The scene then cuts, and Fr. James and Milo are outside, so it’s implied that Fr. James has continued speaking with him for some time, presumably continuing his efforts to encourage him in a better direction. The term “better” is key here. It is a relative term, and in some cases what is “better” than the likely alternative may still be quite bad. I don’t see Fr. James as actually endorsing or condoning moving to the city and meeting looser women. He just wants to point out what would be a less damaging alternative to the paths Milo is contemplating. Fr. James has apparently concluded that Milo is sufficiently far from any path of actual virtue that the best he can reasonably hope for in the moment is to try to minimize the damage of Milo’s short-range choices.
This is an application of what Catholic moral theology calls the law of gradualism, i.e., the principle that moral conversion can often be a slow process in which people move by stages toward virtue. To invoke the law of gradualism always invites the counter-question: Is this really the law of gradualness, or what Pope John Paul II critically called the “gradualness of the law,” i.e., the false idea that there are “different degrees or forms of precept in God’s law for different individuals and situations”? Had Fr. James mentioned the possibility of moving to the city and meeting women with loose morals in confession and proceeded to give Milo absolution, I would say this was a clear case of bogus “gradualness of the law,” but there’s no sacrament here, or evidence that Milo is practicing in any way.
It is certainly true that Milo could go to hell following the path Fr. James mentions. It is equally true that Milo appears headed toward far deeper circles of hell, and that his choices may have dire consequences not only for himself but for others as well. And, critically, Milo has proven resistant to Fr. James’ attempts to discourage him from this course. If the best Fr. James can reasonably hope for at the moment (and even this might be a long shot) is to possibly deflect Milo to a less-bad but still mortally sinful path, then to try to do so seems to me both defensible and charitable.

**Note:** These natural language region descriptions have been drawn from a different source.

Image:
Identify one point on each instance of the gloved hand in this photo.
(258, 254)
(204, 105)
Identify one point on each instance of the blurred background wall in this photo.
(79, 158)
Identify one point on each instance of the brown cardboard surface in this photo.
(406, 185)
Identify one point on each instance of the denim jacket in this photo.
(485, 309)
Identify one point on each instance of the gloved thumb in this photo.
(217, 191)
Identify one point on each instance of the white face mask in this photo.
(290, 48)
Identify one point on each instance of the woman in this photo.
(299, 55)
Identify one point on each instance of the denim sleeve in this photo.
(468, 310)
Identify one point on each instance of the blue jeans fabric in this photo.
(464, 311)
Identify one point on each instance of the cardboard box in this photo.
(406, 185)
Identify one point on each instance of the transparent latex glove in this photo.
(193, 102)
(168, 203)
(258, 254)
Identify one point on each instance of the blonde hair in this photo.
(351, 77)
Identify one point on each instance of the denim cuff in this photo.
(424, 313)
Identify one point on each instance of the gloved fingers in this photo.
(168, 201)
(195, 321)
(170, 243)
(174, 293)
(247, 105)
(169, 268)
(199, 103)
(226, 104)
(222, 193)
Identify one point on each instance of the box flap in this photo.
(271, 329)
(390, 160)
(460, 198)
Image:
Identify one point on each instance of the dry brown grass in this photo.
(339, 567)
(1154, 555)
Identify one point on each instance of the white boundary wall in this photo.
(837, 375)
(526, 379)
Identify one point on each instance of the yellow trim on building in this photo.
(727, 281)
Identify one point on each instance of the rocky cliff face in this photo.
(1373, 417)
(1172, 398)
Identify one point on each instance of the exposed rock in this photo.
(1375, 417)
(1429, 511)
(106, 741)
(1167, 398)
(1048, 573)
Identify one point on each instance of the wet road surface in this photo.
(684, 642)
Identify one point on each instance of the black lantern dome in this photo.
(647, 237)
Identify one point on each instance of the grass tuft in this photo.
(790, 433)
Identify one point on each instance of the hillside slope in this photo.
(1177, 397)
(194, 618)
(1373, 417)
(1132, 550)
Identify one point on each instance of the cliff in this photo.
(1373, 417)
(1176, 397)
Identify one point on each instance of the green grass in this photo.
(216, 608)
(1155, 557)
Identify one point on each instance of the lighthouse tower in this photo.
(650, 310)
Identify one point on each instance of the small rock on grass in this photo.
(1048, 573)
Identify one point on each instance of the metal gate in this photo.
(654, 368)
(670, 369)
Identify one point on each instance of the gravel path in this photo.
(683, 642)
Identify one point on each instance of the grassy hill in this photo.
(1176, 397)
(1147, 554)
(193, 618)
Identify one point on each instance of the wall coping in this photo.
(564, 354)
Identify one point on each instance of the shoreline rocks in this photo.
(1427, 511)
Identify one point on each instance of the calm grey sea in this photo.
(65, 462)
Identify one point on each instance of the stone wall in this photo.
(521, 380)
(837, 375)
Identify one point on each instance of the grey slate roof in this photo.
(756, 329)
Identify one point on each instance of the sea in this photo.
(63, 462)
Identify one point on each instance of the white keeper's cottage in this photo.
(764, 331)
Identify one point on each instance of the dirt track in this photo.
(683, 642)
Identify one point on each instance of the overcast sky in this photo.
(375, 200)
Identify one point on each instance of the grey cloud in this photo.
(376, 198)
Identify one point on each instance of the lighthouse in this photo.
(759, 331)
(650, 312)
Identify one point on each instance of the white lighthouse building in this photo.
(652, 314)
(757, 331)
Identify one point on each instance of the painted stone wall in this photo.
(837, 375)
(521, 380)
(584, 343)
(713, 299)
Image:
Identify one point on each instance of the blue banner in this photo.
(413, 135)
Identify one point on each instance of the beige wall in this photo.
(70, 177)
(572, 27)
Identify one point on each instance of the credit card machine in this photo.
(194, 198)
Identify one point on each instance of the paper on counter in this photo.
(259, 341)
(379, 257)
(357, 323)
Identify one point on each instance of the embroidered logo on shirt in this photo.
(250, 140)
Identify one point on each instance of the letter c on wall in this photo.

I can understand why you found the scene off-putting. I see it as a case in point of what we see of Fr. James throughout much of the film: a very good priest — one of the most winsome ambassadors of faith that I have seen in any movie — trying to minister as best he can in a punishingly difficult pastoral situation.
Sometimes misleadingly described as a dark comedy, Calvary is certainly dark, and there are sporadic bits of absurdist humor. In keeping with its title, though, it really is a passion play, with Father James as an innocent victim to be sacrificed for the sins of the Church.